Two of Dodgson’s subjects were accomplished photographers in their own right, and perhaps the most famous female photographers of their time: Julia Margaret Cameron (1815-1879) and Sarah Angelina Acland (1849-1930).

Cameron’s innovative and distinctive style of portraiture raised photography to a true art form. Her intentional use of shifted focus and experiments with process and finish gave an ethereal look to her works resembling the artistic style of the contemporary Pre-Raphaelites.

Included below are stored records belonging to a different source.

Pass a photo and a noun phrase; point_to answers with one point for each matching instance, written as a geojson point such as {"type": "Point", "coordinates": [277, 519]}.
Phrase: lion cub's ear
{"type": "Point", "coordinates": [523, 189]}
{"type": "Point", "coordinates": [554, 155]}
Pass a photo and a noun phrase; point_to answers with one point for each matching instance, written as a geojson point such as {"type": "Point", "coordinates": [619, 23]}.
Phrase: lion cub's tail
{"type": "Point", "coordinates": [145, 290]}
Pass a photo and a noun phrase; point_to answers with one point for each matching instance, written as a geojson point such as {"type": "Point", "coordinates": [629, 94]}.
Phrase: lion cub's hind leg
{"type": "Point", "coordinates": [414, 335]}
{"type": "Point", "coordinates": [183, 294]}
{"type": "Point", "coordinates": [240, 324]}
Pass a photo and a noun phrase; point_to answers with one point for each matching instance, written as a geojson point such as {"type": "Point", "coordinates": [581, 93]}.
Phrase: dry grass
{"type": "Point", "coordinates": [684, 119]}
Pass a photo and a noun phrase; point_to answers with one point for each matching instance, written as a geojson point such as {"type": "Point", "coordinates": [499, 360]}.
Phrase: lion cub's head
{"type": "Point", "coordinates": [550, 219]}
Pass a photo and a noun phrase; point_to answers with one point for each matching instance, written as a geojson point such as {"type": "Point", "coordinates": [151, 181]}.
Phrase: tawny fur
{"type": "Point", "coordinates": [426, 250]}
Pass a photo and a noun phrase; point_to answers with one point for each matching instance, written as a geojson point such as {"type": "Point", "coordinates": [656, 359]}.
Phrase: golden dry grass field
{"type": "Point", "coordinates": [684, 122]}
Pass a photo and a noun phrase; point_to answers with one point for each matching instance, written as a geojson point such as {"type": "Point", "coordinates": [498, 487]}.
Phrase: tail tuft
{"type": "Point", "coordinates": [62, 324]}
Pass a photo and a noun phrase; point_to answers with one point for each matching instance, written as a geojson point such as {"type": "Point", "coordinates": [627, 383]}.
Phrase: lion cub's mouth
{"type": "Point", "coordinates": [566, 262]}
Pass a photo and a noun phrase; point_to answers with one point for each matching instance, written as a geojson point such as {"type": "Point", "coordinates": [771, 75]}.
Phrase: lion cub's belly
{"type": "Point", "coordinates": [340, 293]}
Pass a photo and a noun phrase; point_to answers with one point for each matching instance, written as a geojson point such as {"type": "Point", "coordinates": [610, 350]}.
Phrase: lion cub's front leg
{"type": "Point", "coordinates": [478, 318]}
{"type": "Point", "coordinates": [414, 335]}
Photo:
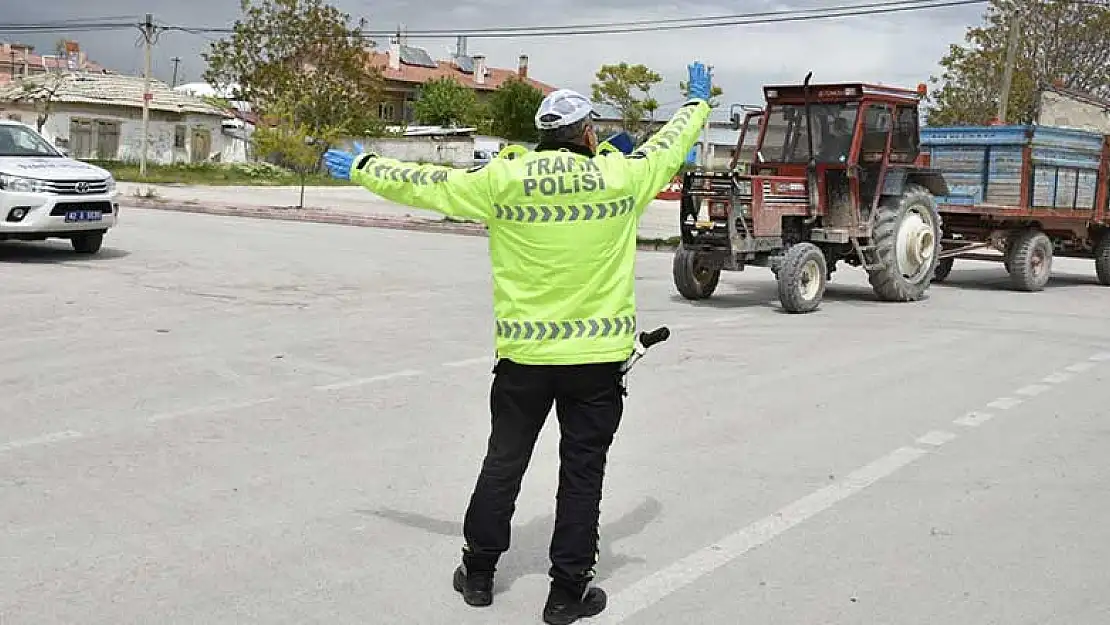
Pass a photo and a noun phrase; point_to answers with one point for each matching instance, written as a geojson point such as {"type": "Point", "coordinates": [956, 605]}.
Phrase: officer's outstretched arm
{"type": "Point", "coordinates": [654, 163]}
{"type": "Point", "coordinates": [456, 193]}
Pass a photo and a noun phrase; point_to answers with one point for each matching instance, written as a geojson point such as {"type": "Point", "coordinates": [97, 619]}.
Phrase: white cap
{"type": "Point", "coordinates": [563, 108]}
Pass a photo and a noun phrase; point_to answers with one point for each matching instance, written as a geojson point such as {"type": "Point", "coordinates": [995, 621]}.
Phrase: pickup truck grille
{"type": "Point", "coordinates": [77, 187]}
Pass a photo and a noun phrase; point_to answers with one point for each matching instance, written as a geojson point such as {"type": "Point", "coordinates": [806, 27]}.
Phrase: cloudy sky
{"type": "Point", "coordinates": [892, 49]}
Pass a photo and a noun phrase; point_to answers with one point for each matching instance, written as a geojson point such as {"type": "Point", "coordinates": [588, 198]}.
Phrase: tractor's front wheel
{"type": "Point", "coordinates": [907, 241]}
{"type": "Point", "coordinates": [694, 279]}
{"type": "Point", "coordinates": [801, 278]}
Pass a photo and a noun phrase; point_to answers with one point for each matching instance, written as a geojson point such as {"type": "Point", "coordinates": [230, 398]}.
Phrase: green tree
{"type": "Point", "coordinates": [512, 110]}
{"type": "Point", "coordinates": [627, 89]}
{"type": "Point", "coordinates": [715, 93]}
{"type": "Point", "coordinates": [288, 140]}
{"type": "Point", "coordinates": [1059, 40]}
{"type": "Point", "coordinates": [303, 54]}
{"type": "Point", "coordinates": [444, 101]}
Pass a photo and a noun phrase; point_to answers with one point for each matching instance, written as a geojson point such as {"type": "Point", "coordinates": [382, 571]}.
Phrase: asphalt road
{"type": "Point", "coordinates": [235, 421]}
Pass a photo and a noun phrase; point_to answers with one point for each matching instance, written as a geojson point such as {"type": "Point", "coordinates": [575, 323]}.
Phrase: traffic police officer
{"type": "Point", "coordinates": [562, 222]}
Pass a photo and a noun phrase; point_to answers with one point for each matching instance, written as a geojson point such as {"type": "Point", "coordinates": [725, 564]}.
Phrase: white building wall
{"type": "Point", "coordinates": [161, 133]}
{"type": "Point", "coordinates": [1059, 110]}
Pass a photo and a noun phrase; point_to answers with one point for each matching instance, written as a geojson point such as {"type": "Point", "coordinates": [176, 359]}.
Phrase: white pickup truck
{"type": "Point", "coordinates": [43, 194]}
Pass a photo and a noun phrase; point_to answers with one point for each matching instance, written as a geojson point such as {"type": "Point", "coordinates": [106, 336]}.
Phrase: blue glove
{"type": "Point", "coordinates": [339, 161]}
{"type": "Point", "coordinates": [699, 84]}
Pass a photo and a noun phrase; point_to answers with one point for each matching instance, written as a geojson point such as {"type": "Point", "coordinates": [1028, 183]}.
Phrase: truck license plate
{"type": "Point", "coordinates": [82, 215]}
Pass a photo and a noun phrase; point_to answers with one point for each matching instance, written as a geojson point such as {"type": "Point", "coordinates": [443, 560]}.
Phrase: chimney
{"type": "Point", "coordinates": [480, 69]}
{"type": "Point", "coordinates": [394, 53]}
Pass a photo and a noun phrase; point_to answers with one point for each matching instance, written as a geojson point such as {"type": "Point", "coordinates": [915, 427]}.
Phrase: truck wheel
{"type": "Point", "coordinates": [88, 243]}
{"type": "Point", "coordinates": [907, 241]}
{"type": "Point", "coordinates": [1030, 261]}
{"type": "Point", "coordinates": [944, 268]}
{"type": "Point", "coordinates": [801, 279]}
{"type": "Point", "coordinates": [1102, 260]}
{"type": "Point", "coordinates": [693, 278]}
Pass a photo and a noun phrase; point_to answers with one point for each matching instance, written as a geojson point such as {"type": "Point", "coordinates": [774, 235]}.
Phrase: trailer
{"type": "Point", "coordinates": [1028, 193]}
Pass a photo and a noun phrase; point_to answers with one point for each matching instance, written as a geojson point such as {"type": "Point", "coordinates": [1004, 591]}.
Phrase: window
{"type": "Point", "coordinates": [19, 141]}
{"type": "Point", "coordinates": [108, 140]}
{"type": "Point", "coordinates": [906, 133]}
{"type": "Point", "coordinates": [81, 138]}
{"type": "Point", "coordinates": [785, 140]}
{"type": "Point", "coordinates": [876, 127]}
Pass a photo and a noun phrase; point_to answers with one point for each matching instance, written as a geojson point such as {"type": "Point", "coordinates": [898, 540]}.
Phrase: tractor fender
{"type": "Point", "coordinates": [897, 179]}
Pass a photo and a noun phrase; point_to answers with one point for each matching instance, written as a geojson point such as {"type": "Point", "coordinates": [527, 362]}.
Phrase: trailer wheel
{"type": "Point", "coordinates": [1029, 261]}
{"type": "Point", "coordinates": [1102, 260]}
{"type": "Point", "coordinates": [944, 268]}
{"type": "Point", "coordinates": [801, 278]}
{"type": "Point", "coordinates": [907, 241]}
{"type": "Point", "coordinates": [693, 278]}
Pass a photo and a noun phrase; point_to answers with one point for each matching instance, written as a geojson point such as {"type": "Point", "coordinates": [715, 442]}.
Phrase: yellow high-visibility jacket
{"type": "Point", "coordinates": [562, 235]}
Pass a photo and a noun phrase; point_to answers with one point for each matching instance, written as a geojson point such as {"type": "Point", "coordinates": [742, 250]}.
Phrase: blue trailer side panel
{"type": "Point", "coordinates": [984, 164]}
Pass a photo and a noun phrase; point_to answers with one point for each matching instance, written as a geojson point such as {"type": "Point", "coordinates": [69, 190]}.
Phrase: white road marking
{"type": "Point", "coordinates": [1005, 403]}
{"type": "Point", "coordinates": [936, 439]}
{"type": "Point", "coordinates": [1032, 390]}
{"type": "Point", "coordinates": [658, 585]}
{"type": "Point", "coordinates": [470, 362]}
{"type": "Point", "coordinates": [974, 419]}
{"type": "Point", "coordinates": [44, 440]}
{"type": "Point", "coordinates": [1057, 377]}
{"type": "Point", "coordinates": [364, 381]}
{"type": "Point", "coordinates": [208, 410]}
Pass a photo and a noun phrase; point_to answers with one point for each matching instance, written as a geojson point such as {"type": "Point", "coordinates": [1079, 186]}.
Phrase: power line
{"type": "Point", "coordinates": [576, 29]}
{"type": "Point", "coordinates": [657, 26]}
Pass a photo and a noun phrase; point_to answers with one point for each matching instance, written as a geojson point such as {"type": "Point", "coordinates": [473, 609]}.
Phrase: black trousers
{"type": "Point", "coordinates": [588, 401]}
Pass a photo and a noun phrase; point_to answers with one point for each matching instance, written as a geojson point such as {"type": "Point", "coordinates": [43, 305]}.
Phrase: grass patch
{"type": "Point", "coordinates": [217, 174]}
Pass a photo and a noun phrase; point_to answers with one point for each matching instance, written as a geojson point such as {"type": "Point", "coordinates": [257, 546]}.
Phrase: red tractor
{"type": "Point", "coordinates": [854, 190]}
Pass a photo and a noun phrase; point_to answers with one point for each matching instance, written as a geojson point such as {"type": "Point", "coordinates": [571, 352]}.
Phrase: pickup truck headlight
{"type": "Point", "coordinates": [18, 184]}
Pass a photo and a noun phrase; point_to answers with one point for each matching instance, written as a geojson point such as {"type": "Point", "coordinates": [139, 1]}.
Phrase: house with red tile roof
{"type": "Point", "coordinates": [18, 60]}
{"type": "Point", "coordinates": [405, 68]}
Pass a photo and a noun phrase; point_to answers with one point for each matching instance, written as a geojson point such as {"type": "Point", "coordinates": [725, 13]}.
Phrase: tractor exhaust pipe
{"type": "Point", "coordinates": [811, 164]}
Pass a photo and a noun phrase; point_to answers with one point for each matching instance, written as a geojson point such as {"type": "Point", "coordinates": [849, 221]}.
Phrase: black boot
{"type": "Point", "coordinates": [476, 586]}
{"type": "Point", "coordinates": [565, 605]}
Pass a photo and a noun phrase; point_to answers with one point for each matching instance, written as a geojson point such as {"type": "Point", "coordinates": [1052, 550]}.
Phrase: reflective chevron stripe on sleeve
{"type": "Point", "coordinates": [562, 330]}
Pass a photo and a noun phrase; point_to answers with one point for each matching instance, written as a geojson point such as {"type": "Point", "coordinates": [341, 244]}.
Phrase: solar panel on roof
{"type": "Point", "coordinates": [420, 57]}
{"type": "Point", "coordinates": [465, 64]}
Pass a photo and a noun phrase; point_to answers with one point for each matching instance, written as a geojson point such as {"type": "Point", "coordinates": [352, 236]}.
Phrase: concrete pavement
{"type": "Point", "coordinates": [661, 221]}
{"type": "Point", "coordinates": [229, 420]}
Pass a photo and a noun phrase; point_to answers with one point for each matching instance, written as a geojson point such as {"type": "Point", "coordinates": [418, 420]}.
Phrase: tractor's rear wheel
{"type": "Point", "coordinates": [801, 278]}
{"type": "Point", "coordinates": [1102, 260]}
{"type": "Point", "coordinates": [907, 242]}
{"type": "Point", "coordinates": [1029, 261]}
{"type": "Point", "coordinates": [694, 279]}
{"type": "Point", "coordinates": [944, 268]}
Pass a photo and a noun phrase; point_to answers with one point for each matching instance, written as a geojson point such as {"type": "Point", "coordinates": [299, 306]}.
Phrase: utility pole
{"type": "Point", "coordinates": [148, 34]}
{"type": "Point", "coordinates": [1011, 51]}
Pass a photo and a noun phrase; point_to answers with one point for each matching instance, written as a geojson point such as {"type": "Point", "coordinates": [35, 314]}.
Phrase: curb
{"type": "Point", "coordinates": [324, 215]}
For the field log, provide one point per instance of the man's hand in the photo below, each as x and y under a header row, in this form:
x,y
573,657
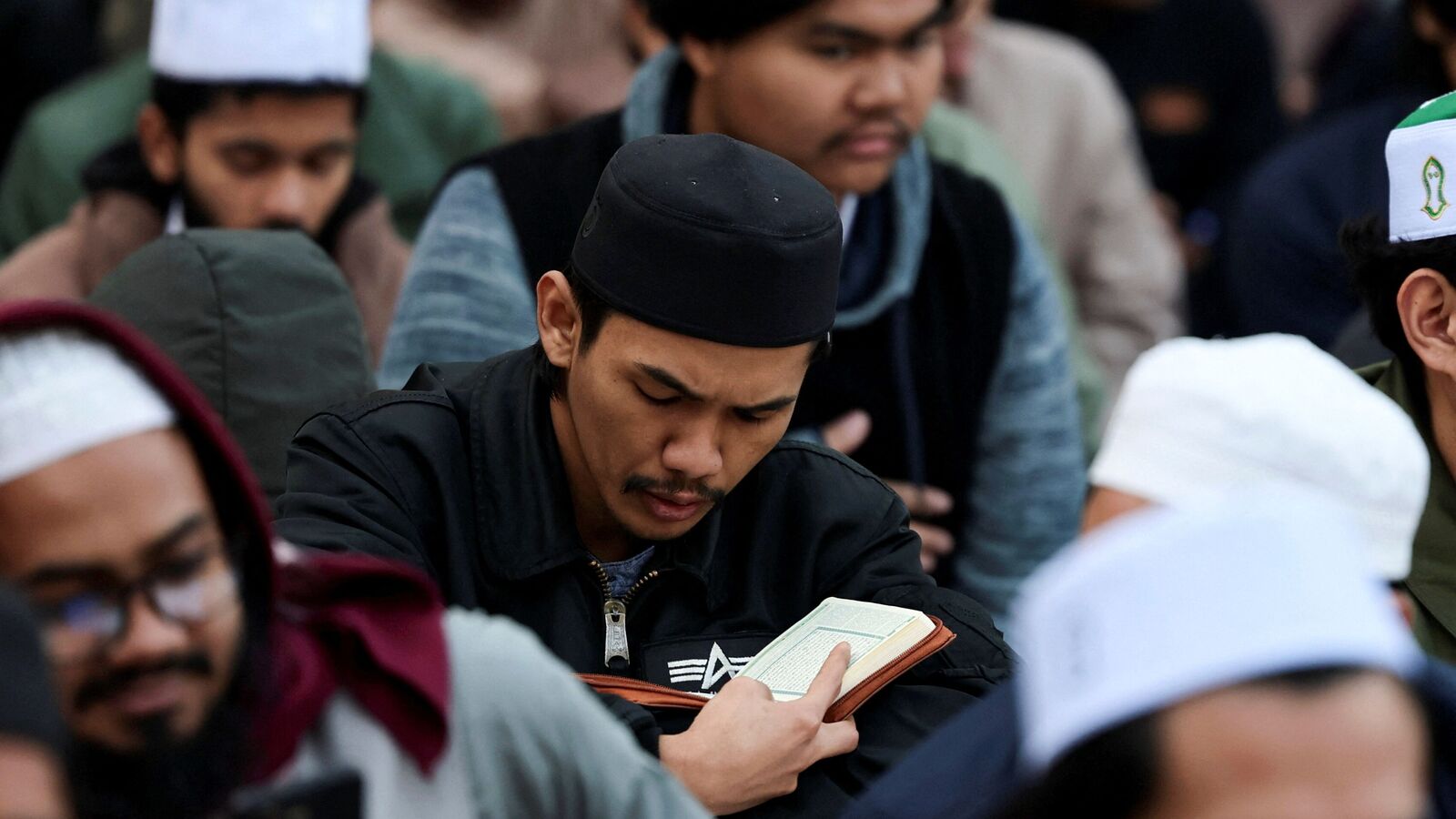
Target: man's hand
x,y
744,748
851,430
928,501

Many prominent scientists sat for Cameron, including naturalist Charles Darwin. She took the portrait above in 1868 at her home on the Isle of Wight. An original print of this photograph, made by Cameron, was recently discovered in the Museum Archive, uncatalogued. It features her signature on the back and the blind stamp from her printseller in London on the front.

'Mr Ruskin & his old friend at Brantwood' by Sarah Angelina Acland, 1893
‘Mr Ruskin & his old friend at Brantwood’ by Sarah Angelina Acland, 1893

Sarah Angelina Acland, inspired and taught by Cameron, is best known for her innovations in colour photography, but she also took many black and white photographs while learning the art form. The portrait above features her father Sir Henry Wentworth Acland and the artist John Ruskin at his home. Both Ruskin and Acland were instrumental in the founding of this Museum, and Sarah even helped to lay the founding stone in 1855.

In a 1904 Royal Photographic Society exhibition Acland was the first to exhibit work combining images taken with red, green and blue filters, three years before the launch of the colour photography process invented by the Lumière brothers.

These images, including the original print of Charles Darwin by Julia Margaret Cameron, are on display in our Presenting… case until 24 January.